Jika demikian, apa artinya Sultan Agung menggempur Batavia, Nyi Ageng Serang membentengi Bumi
Menoreh, Pangeran Diponegoro mengobarkan Perang-Jawa, dan Bung Tomo menggelorakan
semangat arek-arek Surabaya melawan tentara Sekutu?

Apa pula artinya selama ini kita bergembira dengan mengadakan lomba-lomba yang penuh tawa dan
tepuk tangan serta pentas-pentas yang penuh dentuman musik dan sorot lampu warna-warni?

Apakah semua itu justru sekedar sebagai kamuflase karena kita tidak bisa berbuat sesuatu yang
berarti untuk kejayaan negeri ini?

Marilah kita sadari, ternyata kita telah menjadi bangsa yang lemah, bangsa yang manja dan
takmenghargai warisan jiwa ksatria dari para pendahulu kita.

Mestinya kita malu karena ternyata  kita sering mengkhianati diri sendiri, kedua orang tua , leluhur  dan
para pahlawan negeri tercinta Indonesia.

-oOo-

Perjalanan kita masih panjang, dan negeri ini masih selalu menanti dharma-bhakti para pemudanya.

Esok pagi, saat matahari bersinar diufuk timur, itulah waktunya kita berbenah diri, menggelorakan
semangat dan menyingsing-kan lengan baju untuk berbuat lebih banyak bagi
Nusantara, negeri nan indah laksana bentangan permadani dengan untaian permata diKhatulistiwa.

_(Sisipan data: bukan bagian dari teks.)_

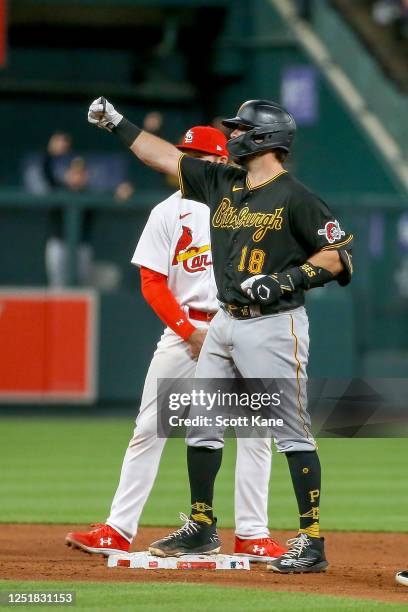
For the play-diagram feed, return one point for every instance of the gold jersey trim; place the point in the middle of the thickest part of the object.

Ikatkan pita merah-putih di kepala, kibarkan Sang Dwi Warna, melangkahlah dengan tegap penuh
percaya diri.

Melompatlah tinggi kelangit, raihlah bintang-bintang untuk dipersembahkan pada Ibu Pertiwi


demi kejayaan dan ke-emasan Republik Idonesia tercinta.

Dan nanti akan datang saatnya  dimana semua bangsa akan tergetar manakala lagu Indonesia
Raya dikumandangkan dan menggema diseluruh penjuru dunia.

Tersenyumlah pahlawanku, semboyan maha sakti akan selalu bergelora di-dada.

MERDEKA ! ....., MERDEKA !! ....., MERDEKA !!!!!